The possibility of my reading the books I already have rather than buying even more new books has been suggested.  Am I even aware of how many unread books I own?   Do I know that there are some duplicates?  Pshaw!  Sacrilege.  You know nothing!  

Unfortunately for me, I believe in holding myself accountable.  I only paid off my student loans by maintaining a budget spreadsheet and being brutally honest with myself about what I spent.   So… I made a spreadsheet of all my books.  Author, Title, Type (fiction, non-fiction, etc.), Format (print, ebook, etc.), guestimate of when it was acquired, Read or To be Read.  But to be fully accountable to my book compulsion, I couldn’t track merely the books which already beautify my shelfs.  What about the ones I want to read, but do not yet own?   So I added in my Amazon wishlist, all fifteen pages of it.   What?   Fifteen pages is completely normal! 

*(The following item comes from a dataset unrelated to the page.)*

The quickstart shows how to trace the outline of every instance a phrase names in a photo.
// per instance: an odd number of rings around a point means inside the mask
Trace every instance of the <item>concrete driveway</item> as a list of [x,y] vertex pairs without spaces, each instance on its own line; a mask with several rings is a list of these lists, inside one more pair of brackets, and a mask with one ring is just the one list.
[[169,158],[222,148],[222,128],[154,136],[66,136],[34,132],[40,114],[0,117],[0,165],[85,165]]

The results were striking.  The list was so long I decided to add a second tab to hold just the book already read.  Then I would have a true To Be Read (TBR) list and be able to sort on whether I own it or not.  That way I could refer to this list when looking for my next read and pull from it.  Excellent idea… yes?   Until I totaled up the spreadsheet.  Want to know how many books were on my TBR?   657.   Even I think 657 is batshit crazy!    I own 308 print and 146 eBooks I haven’t read.  Hmmm…  Let’s do some math.  I read around 50 books a year (time constraints!).  This means if I only read the print books I already own, I, in theory, don’t need to buy another book for six years.  If I include ebooks, nine.   NINE years!   This doesn’t even account for the books I’ve marked as ‘On Scribd’ because A. of course I have Scribd and B. theoretically I don’t HAVE to buy a book if it’s on Scribd.  Though sometimes book leave Scribd, but that is a whole aside.  

This feels daunting to me.   Also, it was 657 when I originally made the spreadsheet some time back.  It’s now up to 763, but shhhhh…  

I’m either going to have to pick up the pace or stop adding to this list, right?   I can’t stop adding to the list, so it’s going to have to be pick up the pace.   Why am I writing this?   Gotta go!

The look on the face…

of your fellow book club member, after they say they read 3 – 4 books a year (for our book club) when, in order to decide on the next book, you whip out your phone to call up your Google Doc TBR list… categorized, prioritized, any book for any occasion.